Лишь в марте Нестеров выбрался туда с папкою первых эскизов. Эскизы без малейших замечаний были одобрены заказчиком. Художнику предоставлялась полная свобода в росписи храма. Не было ни комиссий, ни духовных цензоров. Не назначалось никаких сроков. Все дело отдавалось на творческую волю художника. Храм, который предстояло расписать, полюбился художнику: построенный архитектором Симонсоном из местного камня красивого горчичного оттенка, он радовал своими строгими формами в духе древней грузинской архитектуры. Стены по внутренним пропорциям были очень удобны для росписи. Поездка в селение Зарзма к остаткам древнего храма, послужившего прототипом для Абастуманского, вызвала в русском художнике изумление пред чудесами древнегрузинского искусства. Четверть века спустя Нестеров вспоминал: «Пред нами предстало чудо не только архитектуры, но и живописное чудо. Храм весь был покрыт фресками. Они сияли, переливались самоцветными камнями, то синими, то розовыми или янтарными. Купол провалился, и середина храма была покрыта снегом… Погибла дивная красота».

Нестеров горячо отстаивал перед цесаревичем необходимость спасти этот храм от разрушения, и именно Нестерову обязан этот прекрасный памятник древнегрузинского искусства тем, что были отпущены средства на его восстановление.

У Нестерова быстро созрел колористический план абастуманской росписи. Художник, по его словам, увидел во дворце «большой кинжал в ножнах слоновой кости, с дивной золотой инкрустацией; этот кинжал дал мысль покрыть Абастуманскую церковь тоном старой слоновой кости и по нему вести золотой сложный грузинский орнамент».

В своих художественных замыслах Нестеров далеко уходил от Владимирского собора и храма Воскресения, и это окрыляло его.
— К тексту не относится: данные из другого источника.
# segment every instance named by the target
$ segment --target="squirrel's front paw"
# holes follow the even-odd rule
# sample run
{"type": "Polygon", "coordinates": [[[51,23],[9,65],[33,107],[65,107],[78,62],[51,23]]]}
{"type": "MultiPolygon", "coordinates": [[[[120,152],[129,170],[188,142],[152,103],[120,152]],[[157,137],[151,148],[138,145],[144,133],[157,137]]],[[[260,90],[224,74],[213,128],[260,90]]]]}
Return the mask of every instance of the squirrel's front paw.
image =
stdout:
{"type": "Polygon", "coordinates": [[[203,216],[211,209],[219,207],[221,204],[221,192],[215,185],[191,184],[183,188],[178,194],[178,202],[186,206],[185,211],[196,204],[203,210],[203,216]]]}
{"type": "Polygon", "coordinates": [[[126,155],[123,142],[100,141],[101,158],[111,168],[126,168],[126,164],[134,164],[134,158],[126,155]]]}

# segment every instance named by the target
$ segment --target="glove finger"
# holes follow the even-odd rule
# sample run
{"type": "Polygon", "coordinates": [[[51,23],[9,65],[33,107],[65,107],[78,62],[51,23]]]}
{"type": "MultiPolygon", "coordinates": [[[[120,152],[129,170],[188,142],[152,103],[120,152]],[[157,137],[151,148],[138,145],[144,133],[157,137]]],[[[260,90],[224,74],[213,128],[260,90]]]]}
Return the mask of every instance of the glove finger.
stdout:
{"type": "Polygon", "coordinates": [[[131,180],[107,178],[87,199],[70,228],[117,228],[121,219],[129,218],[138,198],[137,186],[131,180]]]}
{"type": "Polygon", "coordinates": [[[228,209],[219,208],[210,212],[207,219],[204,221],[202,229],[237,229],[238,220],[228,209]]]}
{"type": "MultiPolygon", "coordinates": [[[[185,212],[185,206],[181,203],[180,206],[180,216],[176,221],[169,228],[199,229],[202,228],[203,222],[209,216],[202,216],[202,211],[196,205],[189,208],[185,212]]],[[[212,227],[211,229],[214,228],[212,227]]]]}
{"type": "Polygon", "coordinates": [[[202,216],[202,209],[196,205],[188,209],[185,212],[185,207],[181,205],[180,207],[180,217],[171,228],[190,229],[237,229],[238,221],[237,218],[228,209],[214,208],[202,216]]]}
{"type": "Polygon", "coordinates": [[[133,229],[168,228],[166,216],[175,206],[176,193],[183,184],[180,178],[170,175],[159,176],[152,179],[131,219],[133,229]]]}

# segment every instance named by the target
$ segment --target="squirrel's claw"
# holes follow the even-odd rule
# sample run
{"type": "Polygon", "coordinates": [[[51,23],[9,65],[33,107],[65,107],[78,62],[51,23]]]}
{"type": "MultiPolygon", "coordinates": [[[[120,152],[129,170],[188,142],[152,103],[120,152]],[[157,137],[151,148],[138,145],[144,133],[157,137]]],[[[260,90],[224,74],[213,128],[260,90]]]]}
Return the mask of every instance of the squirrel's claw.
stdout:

Заказчиком было высказано лишь одно пожелание: чтобы художник ознакомился с архитектурою и росписью древних грузинских церквей. Но Нестеров и сам, после поездки в Зарзму, рвался познакомиться с фресками и мозаиками Гелатского монастыря, храма в Мцхете, Сафарского монастыря, Сионского собора в Тифлисе.

Искусство Грузии предстало ему могучим, смелым, неувядающе молодым, подлинно народным, но вместе с тем и глубоко родственным великому монументальному искусству Византии, средневековой Италии и Киевской Руси. Этот вновь открывшийся перед Нестеровым мир величавой и светлой и вместе родственной красоты пробуждал в нем творческие замыслы, далекие от криков художественной моды.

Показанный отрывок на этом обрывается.